Progressives can’t get their radical policy agenda enacted through the Constitution’s democratic processes. That is why the Biden administration mobilizes its agencies to bypass Congress and unilaterally impose major policies—especially energy and climate rules—by executive fiat. Fortunately, the Supreme Court has pushed back, holding that agencies must show clear congressional authorization for significant new policies.

In response, progressive activists are using another tactic, this time trying to evade not only Congress but also the federal courts. They are filing massive lawsuits against energy companies in state courts, trying to set national climate policy under the guise of holding companies liable for polluting. Evidently unsatisfied with the Environmental Protection Agency as their energy policy maker, activists want to make blue-state judges into energy-policy czars.

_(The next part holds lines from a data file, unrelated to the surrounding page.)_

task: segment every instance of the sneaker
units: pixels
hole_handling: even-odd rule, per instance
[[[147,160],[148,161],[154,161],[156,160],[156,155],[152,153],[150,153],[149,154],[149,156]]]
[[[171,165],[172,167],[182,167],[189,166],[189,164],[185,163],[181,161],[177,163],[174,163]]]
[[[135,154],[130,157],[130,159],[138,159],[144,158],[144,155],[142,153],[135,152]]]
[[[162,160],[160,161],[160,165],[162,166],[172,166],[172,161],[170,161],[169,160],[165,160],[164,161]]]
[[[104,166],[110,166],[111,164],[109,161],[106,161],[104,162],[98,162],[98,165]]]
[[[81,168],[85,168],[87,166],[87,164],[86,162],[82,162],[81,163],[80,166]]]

Minnesota Attorney General Keith Ellison wants a Minnesota judge to influence national climate policy through the state’s tort laws. In June 2020, Mr. Ellison sued oil companies in a state court, asking the judge to strip Exxon Mobil and Koch Industries of “all profits” made from alleged “unlawful conduct,” which the suit defined as allegedly deceptive trade practices, fraud, and lack of public disclosures. Mr. Ellison further asked the judge to order oil companies to “fund a corrective public education campaign in Minnesota relating to the issue of climate change, administered and controlled by an independent third party.”

The case is clearly an attempt to make national energy policy through state case law. As Judge David Stras of the Eighth U.S. Circuit Court of Appeals wrote in a concurring opinion in March, “there is no hiding the obvious, and Minnesota does not even try: it seeks a global remedy for a global issue.” Judge Stras said Minnesota’s clear aim is to “change the companies’ behavior on a global scale.”